-
Type: Bug
-
Resolution: Duplicate
-
Priority: Major - P3
-
None
-
Affects Version/s: 3.2.8, 3.4.2
-
Component/s: Replication, Stability
-
None
-
ALL
-
We've hit a bug that has made our entire MongoDB cluster (15 baremetal replicasets of 2 members + arb each) unresponsive several times.
Whenever an issue occurs that can make the mongod process hangs, the cluster gets stuck too, and this issue should be detected with the replication heartbeat and provoke a primary switch.
In our case, we had IO issues, that made the mongod process locked waiting for IO and making it unresponsive, no queries could be performed to that member, they were hanging because of the IO wait.
If that happens, the buggy member is not removed from the replicaset, a primary switch doesn't happen, so the buggy member is still the primary making the whole replicaset non responsive.
Which is worse, if a replicaset is stuck in this way, the whole cluster is stuck, and all the queries done through mongos hang.

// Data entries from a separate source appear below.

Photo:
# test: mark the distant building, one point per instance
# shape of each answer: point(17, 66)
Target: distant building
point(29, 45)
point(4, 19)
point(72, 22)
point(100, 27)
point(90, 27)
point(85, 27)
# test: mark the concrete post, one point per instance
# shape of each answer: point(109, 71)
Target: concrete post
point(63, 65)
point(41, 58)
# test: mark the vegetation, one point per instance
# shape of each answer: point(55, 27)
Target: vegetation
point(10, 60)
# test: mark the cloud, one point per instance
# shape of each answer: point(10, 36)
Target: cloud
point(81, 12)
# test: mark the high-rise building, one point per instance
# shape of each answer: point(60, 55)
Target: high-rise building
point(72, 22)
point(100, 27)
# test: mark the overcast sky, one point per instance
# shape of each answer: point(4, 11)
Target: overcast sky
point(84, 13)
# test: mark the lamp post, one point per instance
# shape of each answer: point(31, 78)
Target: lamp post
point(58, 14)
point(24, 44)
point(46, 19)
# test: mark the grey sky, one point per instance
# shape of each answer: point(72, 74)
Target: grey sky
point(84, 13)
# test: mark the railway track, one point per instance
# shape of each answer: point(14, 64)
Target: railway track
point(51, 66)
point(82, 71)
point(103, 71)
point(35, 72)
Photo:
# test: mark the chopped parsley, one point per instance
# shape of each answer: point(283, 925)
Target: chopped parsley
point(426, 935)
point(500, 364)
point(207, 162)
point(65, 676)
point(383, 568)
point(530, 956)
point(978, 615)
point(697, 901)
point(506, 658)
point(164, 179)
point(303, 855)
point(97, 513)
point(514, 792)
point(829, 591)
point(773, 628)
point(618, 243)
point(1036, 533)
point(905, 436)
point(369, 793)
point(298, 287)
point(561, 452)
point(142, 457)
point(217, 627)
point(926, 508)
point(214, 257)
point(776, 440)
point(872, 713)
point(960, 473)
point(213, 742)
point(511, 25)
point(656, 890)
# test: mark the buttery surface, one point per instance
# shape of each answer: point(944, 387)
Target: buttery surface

The heartbeat, according to the documentation, is doing a ping, i'm not sure what kind of ping, but this is not enough to detect a bad member, if the problem is IO (one of the main problems in databases) the ping and even a TCP connection work.
This heartbeat should do something more sophisticated like performing a query that reads from disk (important, not from the cached memory)
And, in this case when a member is completely stuck and unresponsive, probably is worth considering removing it from the replicaset rather than just transitioning it to secondary, because all the replication threads between the primary and the secondary, will hang.
- duplicates
-
SERVER-14139 Disk failure on one node can (eventually) block a whole cluster
- Closed